Again Rwanda invaded, but this time they were just halted by her erstwhile
African allies who now turned on each other and plunged Congo into a terrible
war.
Foreign armies clashed deep inside the Congo as the paper-thin state
collapsed totally and anarchy spread.
Hundreds of armed groups carried out atrocities, millions died.
Ethnic and linguistic differences fanned the ferocity of the violence, while
control of Congo's stunning natural wealth added a terrible urgency to the
fighting.
Forcibly conscripted child soldiers corralled armies of slaves to dig for
minerals such as coltan, a key component in mobile phones, the latest obsession
in the developed world, while annihilating enemy communities, raping women and
driving survivors into the jungle to die of starvation and disease.
Bags of coltan, used in mobile phones, and manganese
are carried at a mine
A deeply flawed, partial peace was patched together a decade ago.
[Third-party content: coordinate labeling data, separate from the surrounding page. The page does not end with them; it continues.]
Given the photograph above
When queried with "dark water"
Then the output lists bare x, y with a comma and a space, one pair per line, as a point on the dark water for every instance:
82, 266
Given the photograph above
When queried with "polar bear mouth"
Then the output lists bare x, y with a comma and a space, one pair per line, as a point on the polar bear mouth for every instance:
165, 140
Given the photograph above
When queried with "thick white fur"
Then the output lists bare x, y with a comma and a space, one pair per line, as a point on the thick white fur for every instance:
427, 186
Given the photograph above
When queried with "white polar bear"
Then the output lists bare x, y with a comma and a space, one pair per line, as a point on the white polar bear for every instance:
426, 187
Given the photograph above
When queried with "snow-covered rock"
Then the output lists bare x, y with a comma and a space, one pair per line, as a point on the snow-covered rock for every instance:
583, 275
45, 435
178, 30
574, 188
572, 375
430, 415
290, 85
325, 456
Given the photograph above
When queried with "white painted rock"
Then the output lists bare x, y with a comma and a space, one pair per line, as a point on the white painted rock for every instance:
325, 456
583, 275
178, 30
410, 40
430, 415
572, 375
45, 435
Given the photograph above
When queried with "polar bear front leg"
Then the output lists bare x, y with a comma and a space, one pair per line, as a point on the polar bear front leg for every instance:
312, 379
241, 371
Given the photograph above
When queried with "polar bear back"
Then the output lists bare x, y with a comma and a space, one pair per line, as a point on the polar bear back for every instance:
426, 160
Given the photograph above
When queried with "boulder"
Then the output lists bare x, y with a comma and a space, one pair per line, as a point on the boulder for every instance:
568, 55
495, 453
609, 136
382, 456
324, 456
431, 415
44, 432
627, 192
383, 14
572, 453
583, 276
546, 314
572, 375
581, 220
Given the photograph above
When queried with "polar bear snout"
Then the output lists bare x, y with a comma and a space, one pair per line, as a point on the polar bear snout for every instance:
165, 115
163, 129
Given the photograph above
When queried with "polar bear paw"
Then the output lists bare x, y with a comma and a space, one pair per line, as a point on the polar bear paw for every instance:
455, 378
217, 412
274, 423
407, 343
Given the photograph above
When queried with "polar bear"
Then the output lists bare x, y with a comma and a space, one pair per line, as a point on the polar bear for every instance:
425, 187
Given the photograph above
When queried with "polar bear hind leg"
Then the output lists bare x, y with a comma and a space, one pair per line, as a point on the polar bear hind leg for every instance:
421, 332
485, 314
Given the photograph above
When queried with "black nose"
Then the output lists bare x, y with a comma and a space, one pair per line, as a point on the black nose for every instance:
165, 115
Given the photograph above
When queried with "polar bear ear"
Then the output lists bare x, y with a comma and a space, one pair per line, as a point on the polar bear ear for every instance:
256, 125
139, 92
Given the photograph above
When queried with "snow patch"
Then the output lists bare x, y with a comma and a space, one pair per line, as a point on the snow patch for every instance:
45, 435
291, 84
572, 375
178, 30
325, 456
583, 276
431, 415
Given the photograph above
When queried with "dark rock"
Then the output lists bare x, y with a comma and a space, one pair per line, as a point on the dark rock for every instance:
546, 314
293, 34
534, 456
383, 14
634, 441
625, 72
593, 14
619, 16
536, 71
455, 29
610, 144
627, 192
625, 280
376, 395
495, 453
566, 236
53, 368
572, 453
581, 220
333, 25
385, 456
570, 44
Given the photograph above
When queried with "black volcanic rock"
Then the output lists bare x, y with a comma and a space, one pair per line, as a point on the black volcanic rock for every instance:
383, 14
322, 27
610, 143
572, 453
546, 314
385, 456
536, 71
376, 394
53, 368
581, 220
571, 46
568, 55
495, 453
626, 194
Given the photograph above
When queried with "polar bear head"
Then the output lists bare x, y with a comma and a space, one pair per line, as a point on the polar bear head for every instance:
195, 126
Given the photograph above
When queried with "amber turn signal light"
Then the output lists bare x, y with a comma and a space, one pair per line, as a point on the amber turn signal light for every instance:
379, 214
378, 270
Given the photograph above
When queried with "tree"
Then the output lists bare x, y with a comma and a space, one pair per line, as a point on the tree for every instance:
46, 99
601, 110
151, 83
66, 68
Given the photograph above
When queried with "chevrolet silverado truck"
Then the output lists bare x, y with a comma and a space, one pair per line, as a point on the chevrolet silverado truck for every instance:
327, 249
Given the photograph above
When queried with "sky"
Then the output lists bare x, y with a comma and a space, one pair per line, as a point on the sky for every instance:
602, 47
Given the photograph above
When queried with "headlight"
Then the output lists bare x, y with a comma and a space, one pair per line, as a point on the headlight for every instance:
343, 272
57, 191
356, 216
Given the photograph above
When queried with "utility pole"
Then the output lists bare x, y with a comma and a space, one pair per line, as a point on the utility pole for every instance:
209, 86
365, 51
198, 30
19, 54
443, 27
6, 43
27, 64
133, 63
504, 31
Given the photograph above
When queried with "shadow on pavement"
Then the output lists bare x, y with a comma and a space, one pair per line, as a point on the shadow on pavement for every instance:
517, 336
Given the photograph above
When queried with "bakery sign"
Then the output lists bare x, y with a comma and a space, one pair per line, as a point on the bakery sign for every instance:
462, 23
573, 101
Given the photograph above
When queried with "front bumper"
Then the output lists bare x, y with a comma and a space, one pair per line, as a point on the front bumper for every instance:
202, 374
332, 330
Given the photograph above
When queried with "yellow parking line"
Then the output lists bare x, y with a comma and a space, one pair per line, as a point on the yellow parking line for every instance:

In the far
east of the Congo, there is once again a shooting war as a complex web of
domestic and international rivalries see rebel groups clash with the army and
the UN, while tiny community militias add to the general instability.
The country has collapsed, roads no longer link the main cities, healthcare
depends on aid and charity. The new regime is as grasping as its predecessors.
I rode on one of the trainloads of copper that go straight from foreign-owned
mines to the border, and on to the Far East, rumbling past shanty towns of
displaced, poverty-stricken Congolese.
The Portuguese, Belgians, Mobutu and the present government have all
deliberately stifled the development of a strong state, army, judiciary and
education system, because it interferes with their primary focus, making money
from what lies under the Earth.
The billions of pounds those minerals have generated have brought nothing but
misery and death to the very people who live on top of them, while enriching a
microscopic elite in the Congo and their foreign backers, and underpinning our
technological revolution in the developed world.
The Congo is a land far away, yet our histories are so closely linked. We
have thrived from a lopsided relationship, yet we are utterly blind to it. The
price of that myopia has been human suffering on an unimaginable scale.